Tom Andersen, CTO HearMeCheer
HearMeCheer uses a patent-pending technology stack to deliver audio processing on a scale never before seen in the audio industry. This allows HearMeCheer to provide chat rooms with up to thousands of people contributing at the same time, with live microphone input, – all with only one audio stream coming in and out of each client’s computer. The server also sends back customized streams for each client, with feedback cancellation applied for each client. We do this with WebRTC and our patent-pending algorithms running on extremely high performance compiled code. This is not another JS or Java application.
Why thousands?
Thousands (or hundreds) of people with their microphones enabled allow crowd feedback such as cheering, clapping, general attitude, etc. It allows the audience to take part. Think of a music concert – fan feedback in real time. How would a remote Comedy act work without aggregate crowd audio?
Latency
Total Latency as measured via external microphone is ~500ms or better (~280ms server latency). Latency measures by external, independent audio recorders are the definitive measure.
Audio Quality
Our technology also exhibits high quality as the connection from the client is to a server in a major (AWS) nearby server stack. Better than peer to peer WebRTC.
Privacy
Our servers do not record anything and thus meet many privacy requirements. In addition, we offer bespoke servers configured to run your authentication and under your IT. You have control.

Summary

We know we have a solid, stable platform to build your ideas on. Please contact me for more information
Tom Andersen CTO HearMeCheer

Comparisons

Agora

Limit to 17 active microphones at once in a room.

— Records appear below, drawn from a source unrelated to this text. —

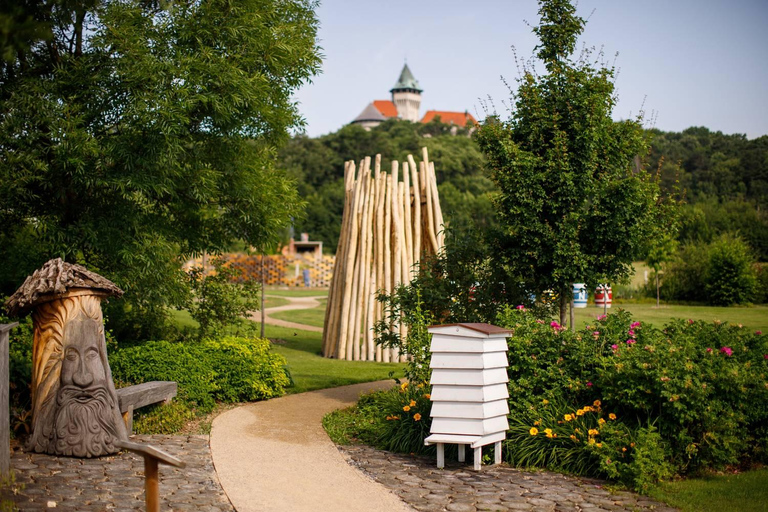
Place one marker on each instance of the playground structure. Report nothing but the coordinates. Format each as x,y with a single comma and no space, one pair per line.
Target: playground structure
388,226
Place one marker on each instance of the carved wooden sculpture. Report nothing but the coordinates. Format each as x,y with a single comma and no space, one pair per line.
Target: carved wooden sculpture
75,409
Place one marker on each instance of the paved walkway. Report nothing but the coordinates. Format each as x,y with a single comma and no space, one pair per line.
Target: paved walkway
296,303
275,456
116,482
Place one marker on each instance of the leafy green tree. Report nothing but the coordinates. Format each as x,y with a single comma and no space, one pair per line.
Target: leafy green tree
575,205
135,133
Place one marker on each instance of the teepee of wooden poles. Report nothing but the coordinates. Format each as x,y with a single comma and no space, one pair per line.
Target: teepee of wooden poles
390,222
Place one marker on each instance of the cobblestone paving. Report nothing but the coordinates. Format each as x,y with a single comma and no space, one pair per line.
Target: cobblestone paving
116,483
458,488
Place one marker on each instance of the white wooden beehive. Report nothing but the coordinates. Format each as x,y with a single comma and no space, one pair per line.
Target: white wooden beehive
469,385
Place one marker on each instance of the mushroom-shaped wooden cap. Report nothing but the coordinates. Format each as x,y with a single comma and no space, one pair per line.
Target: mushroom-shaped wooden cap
52,281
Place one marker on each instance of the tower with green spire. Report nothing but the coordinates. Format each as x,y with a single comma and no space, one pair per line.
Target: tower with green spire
406,95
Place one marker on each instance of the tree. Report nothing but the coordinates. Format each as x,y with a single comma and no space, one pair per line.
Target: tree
574,203
135,133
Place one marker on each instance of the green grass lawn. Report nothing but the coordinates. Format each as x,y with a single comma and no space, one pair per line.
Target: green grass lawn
311,371
743,492
755,317
315,316
296,292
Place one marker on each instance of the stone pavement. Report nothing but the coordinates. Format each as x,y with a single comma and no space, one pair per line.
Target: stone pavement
117,482
458,488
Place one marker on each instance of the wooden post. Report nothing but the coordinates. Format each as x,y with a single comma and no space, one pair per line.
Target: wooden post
5,420
152,456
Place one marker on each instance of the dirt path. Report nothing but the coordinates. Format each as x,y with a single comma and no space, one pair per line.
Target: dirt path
275,456
296,303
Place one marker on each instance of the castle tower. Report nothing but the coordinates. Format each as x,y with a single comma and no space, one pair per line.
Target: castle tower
406,96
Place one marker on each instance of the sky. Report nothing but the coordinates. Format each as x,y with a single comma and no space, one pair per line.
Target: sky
684,62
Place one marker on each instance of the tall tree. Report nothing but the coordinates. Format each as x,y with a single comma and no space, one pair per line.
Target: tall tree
133,133
575,202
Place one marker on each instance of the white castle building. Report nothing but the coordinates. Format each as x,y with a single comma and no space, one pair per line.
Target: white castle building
405,104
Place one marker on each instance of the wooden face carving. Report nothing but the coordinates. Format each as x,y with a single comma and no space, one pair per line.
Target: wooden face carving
75,409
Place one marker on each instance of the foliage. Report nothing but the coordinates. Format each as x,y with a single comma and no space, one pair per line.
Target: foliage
702,386
162,418
575,202
228,369
218,302
394,420
719,273
134,134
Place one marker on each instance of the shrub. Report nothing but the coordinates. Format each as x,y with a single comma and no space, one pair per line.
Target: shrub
163,360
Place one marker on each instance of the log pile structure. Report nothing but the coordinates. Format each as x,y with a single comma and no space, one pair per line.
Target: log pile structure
390,222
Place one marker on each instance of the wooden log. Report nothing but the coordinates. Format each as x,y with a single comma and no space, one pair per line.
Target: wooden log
416,211
346,299
407,222
430,214
387,250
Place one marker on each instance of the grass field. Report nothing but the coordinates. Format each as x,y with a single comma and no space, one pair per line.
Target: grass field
743,492
755,317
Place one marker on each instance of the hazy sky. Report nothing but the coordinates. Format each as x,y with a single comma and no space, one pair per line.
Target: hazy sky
696,62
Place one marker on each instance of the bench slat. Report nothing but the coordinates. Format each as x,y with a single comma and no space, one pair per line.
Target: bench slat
145,394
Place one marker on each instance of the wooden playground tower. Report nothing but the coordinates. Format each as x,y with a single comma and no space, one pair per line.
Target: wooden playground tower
387,227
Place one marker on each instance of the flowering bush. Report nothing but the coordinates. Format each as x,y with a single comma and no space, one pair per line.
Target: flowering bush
691,396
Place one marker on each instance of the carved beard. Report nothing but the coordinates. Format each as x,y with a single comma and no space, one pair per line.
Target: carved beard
83,426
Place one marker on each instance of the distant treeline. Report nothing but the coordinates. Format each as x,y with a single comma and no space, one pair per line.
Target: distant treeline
724,178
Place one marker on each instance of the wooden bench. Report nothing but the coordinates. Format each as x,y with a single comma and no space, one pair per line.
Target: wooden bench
148,393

Our tests with a top tier Agora client indicate good latency on sparsely populated Agora voice chat rooms, with latency as indicated below.

FeatureAgoraHearMeCheer
Speaker capacity17Unlimited (tested to 5,000)
Latency on the audience’s client800ms400ms

If the number of users sending streams concurrently exceeds the recommended value, each user in the channel can only see or hear a random group of users who are sending streams. For example, if 18 hosts are sending streams concurrently in a live streaming channel, each user cannot see or hear a random one of the 18 hosts.

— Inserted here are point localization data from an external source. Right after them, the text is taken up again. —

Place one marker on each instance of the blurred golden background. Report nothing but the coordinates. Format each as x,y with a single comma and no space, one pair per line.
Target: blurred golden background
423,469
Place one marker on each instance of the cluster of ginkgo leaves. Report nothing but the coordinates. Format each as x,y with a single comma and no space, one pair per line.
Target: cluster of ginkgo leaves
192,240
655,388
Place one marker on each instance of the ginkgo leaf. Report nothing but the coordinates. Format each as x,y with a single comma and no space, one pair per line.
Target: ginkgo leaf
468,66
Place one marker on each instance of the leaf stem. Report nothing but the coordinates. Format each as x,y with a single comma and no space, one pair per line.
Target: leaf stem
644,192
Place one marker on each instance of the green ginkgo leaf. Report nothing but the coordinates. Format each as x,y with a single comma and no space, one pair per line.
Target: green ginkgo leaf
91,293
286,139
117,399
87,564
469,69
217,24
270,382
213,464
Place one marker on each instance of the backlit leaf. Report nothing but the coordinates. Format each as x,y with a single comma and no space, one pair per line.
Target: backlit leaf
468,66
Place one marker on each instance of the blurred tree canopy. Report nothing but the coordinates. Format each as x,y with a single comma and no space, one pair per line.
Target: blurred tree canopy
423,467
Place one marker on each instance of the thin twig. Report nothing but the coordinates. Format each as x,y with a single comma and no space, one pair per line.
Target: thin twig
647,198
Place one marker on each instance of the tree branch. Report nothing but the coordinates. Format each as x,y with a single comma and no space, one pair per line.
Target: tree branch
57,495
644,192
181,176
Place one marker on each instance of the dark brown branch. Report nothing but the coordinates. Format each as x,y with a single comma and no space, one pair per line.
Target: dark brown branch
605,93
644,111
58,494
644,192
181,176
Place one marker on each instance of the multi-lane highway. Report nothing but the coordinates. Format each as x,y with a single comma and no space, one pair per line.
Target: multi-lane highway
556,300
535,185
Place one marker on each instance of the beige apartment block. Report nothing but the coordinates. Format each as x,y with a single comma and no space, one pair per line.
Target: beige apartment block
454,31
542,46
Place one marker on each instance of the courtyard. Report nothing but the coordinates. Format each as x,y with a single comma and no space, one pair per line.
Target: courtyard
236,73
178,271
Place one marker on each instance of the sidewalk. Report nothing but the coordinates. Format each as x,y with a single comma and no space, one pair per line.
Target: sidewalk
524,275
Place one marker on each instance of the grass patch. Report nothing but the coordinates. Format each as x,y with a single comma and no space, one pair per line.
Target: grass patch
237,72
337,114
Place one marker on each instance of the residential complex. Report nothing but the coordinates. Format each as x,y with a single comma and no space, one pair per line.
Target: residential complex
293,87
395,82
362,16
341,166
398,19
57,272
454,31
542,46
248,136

Google Meet / WebRTC peer to peer:

Bandwidth: They launch audio streams for each person talking, so after about 10 people making sounds at once, one ends up with 10 audio streams coming in and out of each client

Quality: Google Meet deals with these bandwidth issues by picking winners – which results in a choppy audio experience. Other peer to peer solutions just let latency build causing the ‘frog voice’ problem among others.

Twilio Voice

Twilio voice is a thin layer on top of WebRTC, with the issues of a peer to peer network combined with a very high cost.